Et il s'avère que même si plusieurs objets peuvent être enlevés par un seul vaisseau spatial plus propre (et cinq cibles semblent être une alternative polyvalente), de nombreux vols - souvent difficiles et ambitieux - doivent être entrepris uniquement pour éviter une collision.
Pourquoi ne sommes-nous pas en mesure de prédire avec plus de précision la probabilité de collisions et de supprimer uniquement les objets dont nous savons avec certitude qu'ils seront dangereux ? De nombreux paramètres peuvent affecter la trajectoire d'un satellite, notamment l'orientation du satellite, qu'il s'agisse de mouvements erratiques ou de météo spatiale (qui peuvent affecter la traînée subie par les satellites). Même de petites erreurs dans les valeurs initiales peuvent entraîner de grands écarts dans les résultats du calcul de la position du satellite par rapport à la réalité, et après une période relativement courte.

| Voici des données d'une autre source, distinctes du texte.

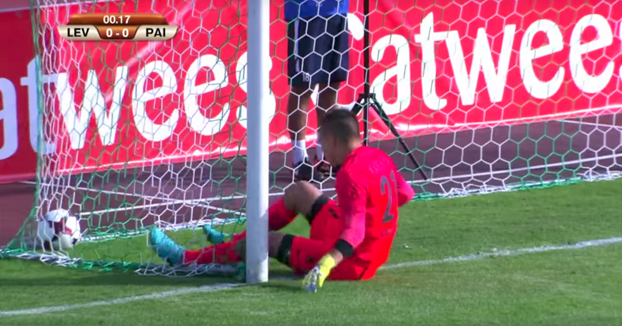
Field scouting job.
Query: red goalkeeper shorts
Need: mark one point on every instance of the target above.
(326, 229)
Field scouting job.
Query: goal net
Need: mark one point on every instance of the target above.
(487, 95)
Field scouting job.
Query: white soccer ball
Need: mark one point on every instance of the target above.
(60, 229)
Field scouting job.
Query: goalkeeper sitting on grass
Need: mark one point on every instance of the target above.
(348, 240)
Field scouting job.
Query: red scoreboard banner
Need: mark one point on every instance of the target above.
(438, 66)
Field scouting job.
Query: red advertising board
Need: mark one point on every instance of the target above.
(438, 66)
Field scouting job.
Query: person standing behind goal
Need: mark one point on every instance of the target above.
(318, 44)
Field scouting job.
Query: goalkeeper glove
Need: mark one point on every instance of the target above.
(316, 277)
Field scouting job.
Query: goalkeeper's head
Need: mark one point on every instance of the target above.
(339, 135)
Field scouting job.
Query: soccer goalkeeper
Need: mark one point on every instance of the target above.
(360, 229)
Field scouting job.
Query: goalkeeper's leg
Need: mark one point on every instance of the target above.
(298, 198)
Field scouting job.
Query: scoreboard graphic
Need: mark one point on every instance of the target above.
(117, 27)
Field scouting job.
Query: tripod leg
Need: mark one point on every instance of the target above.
(363, 104)
(385, 118)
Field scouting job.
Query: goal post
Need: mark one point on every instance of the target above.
(258, 141)
(490, 96)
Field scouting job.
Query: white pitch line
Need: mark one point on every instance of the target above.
(505, 253)
(227, 286)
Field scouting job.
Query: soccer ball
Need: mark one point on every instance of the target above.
(59, 229)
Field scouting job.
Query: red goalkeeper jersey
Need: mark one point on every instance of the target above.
(370, 190)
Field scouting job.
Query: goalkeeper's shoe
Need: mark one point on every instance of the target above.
(304, 171)
(166, 248)
(312, 280)
(213, 236)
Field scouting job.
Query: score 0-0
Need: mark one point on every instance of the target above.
(102, 27)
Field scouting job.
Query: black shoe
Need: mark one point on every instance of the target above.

En fait, nous utilisons la même technique que les prévisionnistes: nous utilisons des modèles pour générer la probabilité de résultats spécifiques, mais pas le fait que ces résultats seront jamais obtenus.
Ainsi, nous avons des technologies qui peuvent être utilisées occasionnellement pour éliminer les débris spatiaux. C'est la position prise par l'Agence spatiale européenne avec leur projet de mission e. Deorbit, mais il reste encore des problèmes à résoudre afin d'identifier les objets les plus aptes à être retirés. Ces problèmes doivent être résolus avant que les lignes directrices et les principes méthodologiques nécessaires puissent être mis à la disposition de ceux qui s'intéressent à la préparation d'un programme d'élimination des débris spatiaux à long terme qui est essentiel pour une remédiation efficace de l'environnement.
Les principes méthodologiques en termes de sites spécifiques, leur nombre, leurs exigences et leurs contraintes sont essentiels pour augmenter la probabilité que les efforts d'assainissement de l'environnement soient efficaces et valables. Pour développer de tels principes méthodologiques, nous devons reconsidérer nos attentes déraisonnables d'une issue favorable.